Notablist retrospective

Notablist was an email newsletter search engine used by sales teams in the email marketing industry for lead generation and qualification. The system indexed hundreds of millions of email newsletters in order to provide web-based dashboards with insight into the technology use and sending practices of hundreds of thousands of email senders.

Notablist evolved from Mike Johnston’s idea of collecting email newsletters and seeing what value could be derived from analyzing them. Other companies had tried to do this before we did, but never at scale. That required a way of crawling the web / Common Crawl, identifying email newsletter signup forms, submitting them, opting in to subscriptions, and processing newsletters that came in.
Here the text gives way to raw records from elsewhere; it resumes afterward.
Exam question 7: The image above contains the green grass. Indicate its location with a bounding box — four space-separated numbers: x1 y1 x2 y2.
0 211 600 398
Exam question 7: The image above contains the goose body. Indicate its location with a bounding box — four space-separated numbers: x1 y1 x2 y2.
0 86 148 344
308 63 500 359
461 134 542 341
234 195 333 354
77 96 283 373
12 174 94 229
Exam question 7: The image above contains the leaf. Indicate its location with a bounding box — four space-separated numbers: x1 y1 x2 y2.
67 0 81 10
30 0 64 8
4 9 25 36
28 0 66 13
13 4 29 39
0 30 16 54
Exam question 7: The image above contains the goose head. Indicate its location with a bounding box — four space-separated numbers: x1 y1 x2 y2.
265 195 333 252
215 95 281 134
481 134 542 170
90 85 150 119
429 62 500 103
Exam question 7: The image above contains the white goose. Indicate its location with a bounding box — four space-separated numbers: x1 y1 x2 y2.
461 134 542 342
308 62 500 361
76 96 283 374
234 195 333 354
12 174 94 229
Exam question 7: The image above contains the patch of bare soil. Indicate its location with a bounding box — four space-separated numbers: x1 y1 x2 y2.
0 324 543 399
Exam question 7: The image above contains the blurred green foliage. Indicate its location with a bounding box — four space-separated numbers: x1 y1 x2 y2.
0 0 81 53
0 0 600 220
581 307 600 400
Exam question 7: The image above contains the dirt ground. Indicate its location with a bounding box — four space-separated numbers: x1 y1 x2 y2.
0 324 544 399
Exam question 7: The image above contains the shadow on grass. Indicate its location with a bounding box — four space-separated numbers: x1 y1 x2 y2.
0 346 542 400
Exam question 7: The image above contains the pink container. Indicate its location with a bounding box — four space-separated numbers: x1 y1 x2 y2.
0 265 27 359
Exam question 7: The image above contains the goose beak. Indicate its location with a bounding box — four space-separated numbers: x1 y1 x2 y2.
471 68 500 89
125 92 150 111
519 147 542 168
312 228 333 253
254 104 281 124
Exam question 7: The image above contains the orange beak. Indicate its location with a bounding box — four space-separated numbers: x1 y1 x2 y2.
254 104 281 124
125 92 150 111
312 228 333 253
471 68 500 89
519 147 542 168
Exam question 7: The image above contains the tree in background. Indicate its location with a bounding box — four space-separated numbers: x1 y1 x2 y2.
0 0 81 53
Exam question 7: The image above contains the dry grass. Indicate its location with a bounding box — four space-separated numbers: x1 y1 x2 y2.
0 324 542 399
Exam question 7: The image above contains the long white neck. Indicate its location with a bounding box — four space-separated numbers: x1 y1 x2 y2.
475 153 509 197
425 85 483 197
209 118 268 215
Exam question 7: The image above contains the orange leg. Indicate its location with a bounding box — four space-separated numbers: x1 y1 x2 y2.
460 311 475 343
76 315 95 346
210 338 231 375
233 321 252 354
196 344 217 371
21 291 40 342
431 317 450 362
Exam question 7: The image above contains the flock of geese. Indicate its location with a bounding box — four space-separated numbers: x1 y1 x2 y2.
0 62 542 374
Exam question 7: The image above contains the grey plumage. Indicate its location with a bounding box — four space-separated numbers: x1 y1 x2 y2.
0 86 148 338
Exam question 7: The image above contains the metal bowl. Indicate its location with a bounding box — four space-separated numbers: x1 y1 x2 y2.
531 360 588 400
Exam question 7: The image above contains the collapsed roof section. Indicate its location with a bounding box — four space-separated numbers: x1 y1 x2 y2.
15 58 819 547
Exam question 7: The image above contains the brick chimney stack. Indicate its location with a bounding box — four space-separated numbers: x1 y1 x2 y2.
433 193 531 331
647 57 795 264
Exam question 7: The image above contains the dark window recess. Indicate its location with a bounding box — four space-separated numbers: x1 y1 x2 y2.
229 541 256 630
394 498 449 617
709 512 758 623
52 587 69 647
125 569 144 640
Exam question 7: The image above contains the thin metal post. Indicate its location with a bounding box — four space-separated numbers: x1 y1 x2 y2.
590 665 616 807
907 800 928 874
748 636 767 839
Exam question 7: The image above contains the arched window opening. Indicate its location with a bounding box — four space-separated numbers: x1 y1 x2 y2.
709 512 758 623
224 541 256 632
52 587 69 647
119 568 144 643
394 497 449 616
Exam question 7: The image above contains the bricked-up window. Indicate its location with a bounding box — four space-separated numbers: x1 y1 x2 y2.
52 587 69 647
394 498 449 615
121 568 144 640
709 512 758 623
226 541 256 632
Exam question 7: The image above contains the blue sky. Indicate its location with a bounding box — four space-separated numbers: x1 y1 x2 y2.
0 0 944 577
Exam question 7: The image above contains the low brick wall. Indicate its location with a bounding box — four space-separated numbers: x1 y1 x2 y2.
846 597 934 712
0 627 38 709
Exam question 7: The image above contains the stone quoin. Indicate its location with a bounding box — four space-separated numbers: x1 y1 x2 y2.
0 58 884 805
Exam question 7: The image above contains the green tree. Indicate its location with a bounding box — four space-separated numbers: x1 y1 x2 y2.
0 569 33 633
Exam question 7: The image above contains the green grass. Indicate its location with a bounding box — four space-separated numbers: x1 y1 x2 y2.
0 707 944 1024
The latter involved numerous steps:

  • DKIM and SPF verification
  • spam checking
  • storing SMTP transaction metadata such as IPs
  • storing the raw RFC 822 email
  • indexing newsletter contents (text, HTML) for full-text search
  • archiving images referenced by HTML img tags
  • rendering and screenshotting versions of the newsletter as they would appear in Google Mail or another email client
  • tracking changes in sender metadata, such as reverse DNS lookups, whois records, Alexa, Quantcast, and Majestic Million ranks, and Clearbit profiles
  • analyzing email headers and bodies for technology “fingerprints”
  • triggering real-time and digest email and Slack alerts for end users

Mike developed an initial prototype of the Notablist system in 2013 using Python for the backend, MongoDB to store newsletters and metadata, Elasticsearch for full-text indexing, and Backbone.js for the user interface. I joined the company in 2014 and worked on it for sweat equity while I paid the bills with other projects. Jim Pavoldi joined later to help with sales and marketing. We never sought external funding, but paid operating expenses and occasionally ourselves from revenue. In 2022 Notablist’s assets, primarily the code and accumulated data, were acquired by an established company in the email marketing space.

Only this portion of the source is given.